Whether it has worked is, at this writing in 2026, still an unresolved empirical question. Tanking in baseball is harder than tanking in basketball or football for a structural reason that has nothing to do with the lottery: MLB’s amateur draft picks are less valuable per slot than NBA or NFL picks, because the time from draft to major-league impact is long (typically 3–5 years) and the variance in development is high. Even the #1 overall pick is far from a sure thing — Appel was a #1, after all. The lottery makes tanking worse on top of an underlying market that already made it a marginal bet. Whether the combination is enough to discourage the next multi-year teardown is the policy question MLB is now living inside.
The Pyrrhic Victory at League Scale
Here is the way to read this issue against the previous three. The 2020 Jets, the 2015 Sabres, and the 2012 Bobcats each paid a team-level cost for a strategy that did not work. The 2011–2013 Astros executed a strategy that did work, in the narrow sense of producing a championship, and the cost was paid by the rest of baseball — by the fans who paid to watch what they were told was competitive baseball, by the players elsewhere whose statistics were inflated against a deliberately weakened opponent, and by the league office that ultimately had to redesign the draft system to discourage what it had previously rewarded.
This is the most useful Pyrrhic victory in the series, because it is the one where the rules actually changed.
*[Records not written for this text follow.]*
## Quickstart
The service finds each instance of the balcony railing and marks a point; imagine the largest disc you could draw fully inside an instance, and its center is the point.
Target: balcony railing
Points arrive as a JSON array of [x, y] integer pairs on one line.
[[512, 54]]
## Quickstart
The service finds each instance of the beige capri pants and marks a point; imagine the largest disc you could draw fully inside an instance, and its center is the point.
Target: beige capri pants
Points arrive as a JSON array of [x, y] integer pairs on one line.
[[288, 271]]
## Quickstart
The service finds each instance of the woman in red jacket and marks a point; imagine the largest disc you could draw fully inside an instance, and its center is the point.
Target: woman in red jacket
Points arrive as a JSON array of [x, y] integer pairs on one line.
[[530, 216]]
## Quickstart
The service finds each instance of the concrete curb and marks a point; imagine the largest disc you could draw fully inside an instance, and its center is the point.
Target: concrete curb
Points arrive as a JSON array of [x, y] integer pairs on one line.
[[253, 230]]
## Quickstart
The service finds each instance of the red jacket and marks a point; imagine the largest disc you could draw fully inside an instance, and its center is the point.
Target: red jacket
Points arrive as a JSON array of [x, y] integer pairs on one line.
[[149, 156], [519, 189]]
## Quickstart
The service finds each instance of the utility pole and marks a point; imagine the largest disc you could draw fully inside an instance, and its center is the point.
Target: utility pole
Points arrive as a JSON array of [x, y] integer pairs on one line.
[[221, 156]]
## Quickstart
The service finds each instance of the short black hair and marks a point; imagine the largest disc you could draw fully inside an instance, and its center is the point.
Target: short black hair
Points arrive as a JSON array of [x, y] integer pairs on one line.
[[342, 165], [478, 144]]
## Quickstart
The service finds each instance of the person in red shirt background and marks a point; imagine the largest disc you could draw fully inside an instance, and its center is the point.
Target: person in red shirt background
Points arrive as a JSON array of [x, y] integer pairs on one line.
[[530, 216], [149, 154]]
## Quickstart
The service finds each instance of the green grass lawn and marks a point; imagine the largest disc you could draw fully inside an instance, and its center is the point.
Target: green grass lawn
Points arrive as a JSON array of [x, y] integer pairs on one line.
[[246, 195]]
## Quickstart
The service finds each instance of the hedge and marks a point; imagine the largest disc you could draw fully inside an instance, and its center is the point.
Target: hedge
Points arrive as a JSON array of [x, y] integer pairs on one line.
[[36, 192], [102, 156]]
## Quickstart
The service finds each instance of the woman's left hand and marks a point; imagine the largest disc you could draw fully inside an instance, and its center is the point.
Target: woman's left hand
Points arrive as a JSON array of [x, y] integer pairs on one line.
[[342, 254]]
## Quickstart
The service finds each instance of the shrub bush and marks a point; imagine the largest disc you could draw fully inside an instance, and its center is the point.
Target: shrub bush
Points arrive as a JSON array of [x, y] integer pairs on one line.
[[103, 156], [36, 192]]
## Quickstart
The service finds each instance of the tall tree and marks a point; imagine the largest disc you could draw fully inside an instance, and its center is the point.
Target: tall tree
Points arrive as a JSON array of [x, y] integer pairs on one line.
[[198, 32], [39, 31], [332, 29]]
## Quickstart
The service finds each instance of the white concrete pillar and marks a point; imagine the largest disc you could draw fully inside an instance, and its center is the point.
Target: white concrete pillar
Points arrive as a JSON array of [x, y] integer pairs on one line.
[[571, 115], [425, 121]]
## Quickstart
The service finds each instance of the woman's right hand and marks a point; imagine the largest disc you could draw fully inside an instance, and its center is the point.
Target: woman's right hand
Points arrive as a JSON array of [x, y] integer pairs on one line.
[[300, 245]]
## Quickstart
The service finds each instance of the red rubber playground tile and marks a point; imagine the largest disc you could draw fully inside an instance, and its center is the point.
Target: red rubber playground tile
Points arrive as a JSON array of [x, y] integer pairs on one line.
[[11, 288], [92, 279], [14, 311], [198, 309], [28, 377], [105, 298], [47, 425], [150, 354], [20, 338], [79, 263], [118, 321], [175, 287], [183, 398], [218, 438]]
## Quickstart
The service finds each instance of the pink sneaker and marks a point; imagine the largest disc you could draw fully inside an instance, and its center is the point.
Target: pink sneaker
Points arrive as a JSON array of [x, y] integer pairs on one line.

The NFL has done nothing since the 2020 Jets. The NHL has nibbled at lottery reform but not overhauled its system. The NBA flattened the top of its lottery in 2019, which helped. MLB built a brand-new mechanism from scratch in 2023, with explicit anti-tanking language in the press release. That is what it looks like when a Pyrrhic victory at the league level becomes large enough that the league finally moves. Aristotle would have recognized the moment exactly: the polis acts when the commons has been visibly degraded for long enough that individual optimization can no longer be tolerated.
“The Astros’ tank produced a championship, three top picks, and a redesign of the MLB draft. The first two were the goal. The third was the bill, and it was sent to every other team in baseball.”
— The Sports Page, on the only Pyrrhic victory in this series the rules actually noticedThe March Ahead
Part V leaves the draft behind. College football has no draft, no lottery, and no formal incentive to lose — and yet the same shortsightedness appears in different costume: a coach’s January-bowl win that gets him hired away, a regular-season win that buys a worse playoff seed, a run-up-the-score finish that costs a roster its locker-room culture. The shape is the same. The clothes are different. The capstone, Part VI, returns to the determinism of the NFL to ask the inverse question: when the system rewards losing, is losing on purpose ever the right answer? The 2011 Colts are the cleanest case in modern football where it was.
A note on sources: the Astros’ multi-year tank is documented in several long-form treatments — Ben Reiter’s “Astroball” (2018) is the most thorough, written before the sign-stealing scandal broke. The sign-stealing report was published by MLB on January 13, 2020. Aristotle’s passage on common property is in Politics, Book II, Chapter 3. Hardin’s “The Tragedy of the Commons” was published in Science in December 1968.